Psychological Science ( IF 10.172 ) Pub Date : 2019-12-03 , DOI: 10.1177/0956797619893653
D Stephen Lindsay

Early in 2012, Geoff Cumming blew my mind with a talk that led me to realize that I had been conducting underpowered experiments for decades. In some lines of research in my lab, a predicted effect would come booming through in one experiment but melt away in the next. My students and I kept trying to find conditions that yielded consistent statistical significance—tweaking items, instructions, exclusion rules—but we sometimes eventually threw in the towel because results were maddeningly inconsistent. For example, a chapter by Lindsay and Kantner (2011) reported 16 experiments with an on-again/off-again effect of feedback on recognition memory. Cumming’s talk explained that p values are very noisy. Moreover, when between-subjects designs are used to study small- to medium-sized effects, statistical tests often yield nonsignificant outcomes (sometimes with huge p values) unless samples are very large. For example, if Cohen’s d equals 0.50 for a between-subjects comparison and there are 20 subjects in each group, then about two thirds of the time, p will be greater than .05, a Type II error. Even if the sample size is 50 per condition, nearly one in three between-subjects experiments with an effect size (d) of 0.50 would yield nonsignificant results. Experiments in my lab were trying to detect a small mixed-model interaction with two or three dozen subjects per group. No wonder our results were inconsistent.

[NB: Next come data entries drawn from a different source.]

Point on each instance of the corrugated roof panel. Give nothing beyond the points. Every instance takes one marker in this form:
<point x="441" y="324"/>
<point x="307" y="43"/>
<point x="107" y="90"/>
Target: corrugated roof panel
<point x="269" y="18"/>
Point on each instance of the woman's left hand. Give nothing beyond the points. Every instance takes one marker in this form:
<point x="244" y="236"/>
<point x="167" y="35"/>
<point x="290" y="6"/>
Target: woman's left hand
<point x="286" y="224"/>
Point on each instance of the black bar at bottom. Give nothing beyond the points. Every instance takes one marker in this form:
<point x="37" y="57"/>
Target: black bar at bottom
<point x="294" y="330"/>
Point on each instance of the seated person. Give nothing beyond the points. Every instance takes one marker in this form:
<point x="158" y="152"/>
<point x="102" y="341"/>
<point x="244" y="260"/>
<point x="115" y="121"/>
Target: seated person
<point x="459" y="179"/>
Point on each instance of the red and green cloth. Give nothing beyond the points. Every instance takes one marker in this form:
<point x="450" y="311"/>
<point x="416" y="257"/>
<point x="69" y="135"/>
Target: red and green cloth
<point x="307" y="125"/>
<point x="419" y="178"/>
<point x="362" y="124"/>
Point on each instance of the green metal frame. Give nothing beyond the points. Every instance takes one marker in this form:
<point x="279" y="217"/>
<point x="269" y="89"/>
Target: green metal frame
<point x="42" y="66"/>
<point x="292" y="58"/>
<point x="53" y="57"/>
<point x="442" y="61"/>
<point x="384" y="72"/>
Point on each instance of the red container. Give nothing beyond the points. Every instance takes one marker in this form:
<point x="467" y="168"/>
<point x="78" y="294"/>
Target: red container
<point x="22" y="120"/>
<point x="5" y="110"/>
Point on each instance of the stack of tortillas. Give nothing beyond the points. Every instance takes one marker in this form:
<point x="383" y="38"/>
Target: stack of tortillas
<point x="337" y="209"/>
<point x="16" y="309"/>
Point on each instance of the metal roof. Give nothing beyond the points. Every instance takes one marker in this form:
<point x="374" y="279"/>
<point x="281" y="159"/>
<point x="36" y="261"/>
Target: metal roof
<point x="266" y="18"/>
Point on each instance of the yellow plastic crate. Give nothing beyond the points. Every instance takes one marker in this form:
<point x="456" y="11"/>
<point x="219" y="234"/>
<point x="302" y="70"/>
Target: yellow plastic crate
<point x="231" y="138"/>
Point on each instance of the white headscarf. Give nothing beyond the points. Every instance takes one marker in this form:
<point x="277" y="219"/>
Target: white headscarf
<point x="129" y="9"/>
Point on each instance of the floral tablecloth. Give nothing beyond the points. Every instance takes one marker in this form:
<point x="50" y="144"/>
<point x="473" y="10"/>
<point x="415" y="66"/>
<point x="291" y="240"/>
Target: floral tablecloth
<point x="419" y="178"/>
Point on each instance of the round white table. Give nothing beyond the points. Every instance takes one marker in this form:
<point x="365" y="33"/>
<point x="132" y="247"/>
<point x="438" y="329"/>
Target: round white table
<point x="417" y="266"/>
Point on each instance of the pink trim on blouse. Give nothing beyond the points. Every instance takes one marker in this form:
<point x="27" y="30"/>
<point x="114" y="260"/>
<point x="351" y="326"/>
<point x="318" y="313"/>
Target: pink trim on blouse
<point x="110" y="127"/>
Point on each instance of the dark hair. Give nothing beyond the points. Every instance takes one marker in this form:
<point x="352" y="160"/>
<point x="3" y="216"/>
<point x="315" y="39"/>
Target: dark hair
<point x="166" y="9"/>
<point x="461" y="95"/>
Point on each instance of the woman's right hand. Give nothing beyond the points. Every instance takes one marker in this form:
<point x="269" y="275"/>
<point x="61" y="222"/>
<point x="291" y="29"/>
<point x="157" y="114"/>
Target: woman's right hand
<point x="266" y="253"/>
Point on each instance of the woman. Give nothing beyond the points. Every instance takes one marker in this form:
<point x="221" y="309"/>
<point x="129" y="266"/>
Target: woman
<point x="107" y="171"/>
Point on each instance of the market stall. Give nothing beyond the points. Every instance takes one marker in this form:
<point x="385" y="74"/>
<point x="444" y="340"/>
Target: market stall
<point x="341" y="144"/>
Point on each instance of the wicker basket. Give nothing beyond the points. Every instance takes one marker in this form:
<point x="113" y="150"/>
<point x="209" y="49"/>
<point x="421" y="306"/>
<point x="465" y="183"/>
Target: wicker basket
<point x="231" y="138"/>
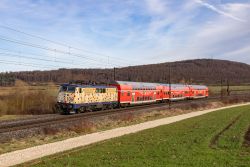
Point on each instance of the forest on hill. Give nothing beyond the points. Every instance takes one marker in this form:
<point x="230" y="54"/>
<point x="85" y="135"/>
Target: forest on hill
<point x="199" y="71"/>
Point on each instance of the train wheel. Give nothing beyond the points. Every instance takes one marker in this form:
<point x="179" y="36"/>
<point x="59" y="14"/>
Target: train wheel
<point x="82" y="109"/>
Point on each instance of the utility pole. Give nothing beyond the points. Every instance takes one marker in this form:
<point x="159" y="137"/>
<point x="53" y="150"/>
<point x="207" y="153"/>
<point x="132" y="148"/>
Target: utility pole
<point x="169" y="93"/>
<point x="221" y="89"/>
<point x="114" y="74"/>
<point x="228" y="88"/>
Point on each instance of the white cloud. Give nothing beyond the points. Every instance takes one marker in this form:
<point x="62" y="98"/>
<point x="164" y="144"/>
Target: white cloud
<point x="217" y="10"/>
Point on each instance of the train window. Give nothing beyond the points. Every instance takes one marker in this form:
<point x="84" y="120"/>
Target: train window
<point x="63" y="88"/>
<point x="97" y="90"/>
<point x="71" y="89"/>
<point x="103" y="90"/>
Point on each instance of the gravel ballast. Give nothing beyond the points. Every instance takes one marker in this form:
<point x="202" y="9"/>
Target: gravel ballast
<point x="25" y="155"/>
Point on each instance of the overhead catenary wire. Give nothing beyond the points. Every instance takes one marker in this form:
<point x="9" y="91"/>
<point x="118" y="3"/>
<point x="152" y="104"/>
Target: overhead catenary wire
<point x="49" y="49"/>
<point x="27" y="64"/>
<point x="62" y="44"/>
<point x="20" y="55"/>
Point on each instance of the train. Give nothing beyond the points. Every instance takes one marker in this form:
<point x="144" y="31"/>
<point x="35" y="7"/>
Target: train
<point x="76" y="98"/>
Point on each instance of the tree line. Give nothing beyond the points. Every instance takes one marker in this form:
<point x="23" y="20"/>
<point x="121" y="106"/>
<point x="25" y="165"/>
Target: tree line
<point x="200" y="71"/>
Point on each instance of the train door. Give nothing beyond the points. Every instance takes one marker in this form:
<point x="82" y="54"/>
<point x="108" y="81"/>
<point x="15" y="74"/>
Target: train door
<point x="133" y="97"/>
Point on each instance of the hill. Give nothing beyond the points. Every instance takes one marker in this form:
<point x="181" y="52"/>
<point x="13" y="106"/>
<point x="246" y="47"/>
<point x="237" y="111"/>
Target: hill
<point x="206" y="71"/>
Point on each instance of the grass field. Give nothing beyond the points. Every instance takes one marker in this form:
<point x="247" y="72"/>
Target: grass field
<point x="24" y="99"/>
<point x="234" y="89"/>
<point x="214" y="139"/>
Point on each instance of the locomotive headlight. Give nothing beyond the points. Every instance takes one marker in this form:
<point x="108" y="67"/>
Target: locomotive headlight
<point x="70" y="106"/>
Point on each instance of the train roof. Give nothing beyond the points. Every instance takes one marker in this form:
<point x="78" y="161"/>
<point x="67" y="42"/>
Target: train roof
<point x="138" y="84"/>
<point x="88" y="86"/>
<point x="176" y="86"/>
<point x="198" y="86"/>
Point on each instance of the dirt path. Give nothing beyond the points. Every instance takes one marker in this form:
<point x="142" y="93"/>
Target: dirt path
<point x="21" y="156"/>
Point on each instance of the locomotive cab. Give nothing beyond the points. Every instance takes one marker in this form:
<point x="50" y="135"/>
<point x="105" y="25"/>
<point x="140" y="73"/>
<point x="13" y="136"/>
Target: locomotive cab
<point x="81" y="98"/>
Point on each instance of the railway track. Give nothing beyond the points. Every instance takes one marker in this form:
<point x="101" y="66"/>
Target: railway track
<point x="38" y="123"/>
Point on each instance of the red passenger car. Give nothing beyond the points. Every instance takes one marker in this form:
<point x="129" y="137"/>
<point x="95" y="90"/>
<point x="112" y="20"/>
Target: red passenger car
<point x="198" y="91"/>
<point x="138" y="92"/>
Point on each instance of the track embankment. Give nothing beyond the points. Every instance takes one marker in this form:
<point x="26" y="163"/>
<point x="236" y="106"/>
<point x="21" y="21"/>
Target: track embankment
<point x="21" y="156"/>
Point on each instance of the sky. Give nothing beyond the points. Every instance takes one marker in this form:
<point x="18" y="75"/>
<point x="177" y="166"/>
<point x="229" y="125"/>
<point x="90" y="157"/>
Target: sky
<point x="45" y="35"/>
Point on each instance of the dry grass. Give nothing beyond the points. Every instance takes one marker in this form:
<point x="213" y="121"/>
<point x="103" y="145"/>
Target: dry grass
<point x="21" y="99"/>
<point x="51" y="134"/>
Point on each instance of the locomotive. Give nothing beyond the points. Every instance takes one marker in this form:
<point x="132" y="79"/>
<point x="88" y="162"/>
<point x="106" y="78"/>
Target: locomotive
<point x="74" y="98"/>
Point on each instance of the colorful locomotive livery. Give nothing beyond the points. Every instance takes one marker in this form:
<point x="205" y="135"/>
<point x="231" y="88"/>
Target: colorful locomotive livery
<point x="81" y="98"/>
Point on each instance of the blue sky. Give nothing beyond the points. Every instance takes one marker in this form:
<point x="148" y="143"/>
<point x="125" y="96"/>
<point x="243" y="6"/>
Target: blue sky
<point x="97" y="33"/>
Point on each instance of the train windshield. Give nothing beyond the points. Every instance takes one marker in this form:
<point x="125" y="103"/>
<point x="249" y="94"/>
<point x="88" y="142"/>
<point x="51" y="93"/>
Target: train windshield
<point x="67" y="89"/>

2012年初,杰夫·卡明(Geoff Cumming)的演讲震惊了我,使我意识到几十年来我一直在进行性能欠佳的实验。在我实验室的某些研究领域中,一个实验的预期效果会迅速发展,但在下一个实验中却会消失。我和我的学生一直在努力寻找具有一致统计意义的条件(例如调整项目,说明,排除规则),但有时有时最终还是会放弃,因为结果令人发疯地不一致。例如,Lindsay and Kantner(2011)的一章报告了16个实验,这些实验对识别记忆的反馈具有反复控制的作用。卡明的讲话解释说p值很吵。此外,当使用受试者之间的设计来研究中小型效果时,除非样本非常大,否则统计检验通常不会产生显着的结果(有时具有很大的p值)。例如,如果科恩的d在受试者之间进行比较时等于0.50,并且每组中有20名受试者,那么大约三分之二的时间,p会大于0.05,这是II型错误。即使每种条件下的样本量为50个,在受试者之间进行的三项实验中,几乎有三分之一的效应量为(d)(0.50)将不会产生明显的结果。我实验室中的实验试图检测每个小组中有两到三打受试者的小型混合模型交互。难怪我们的结果不一致。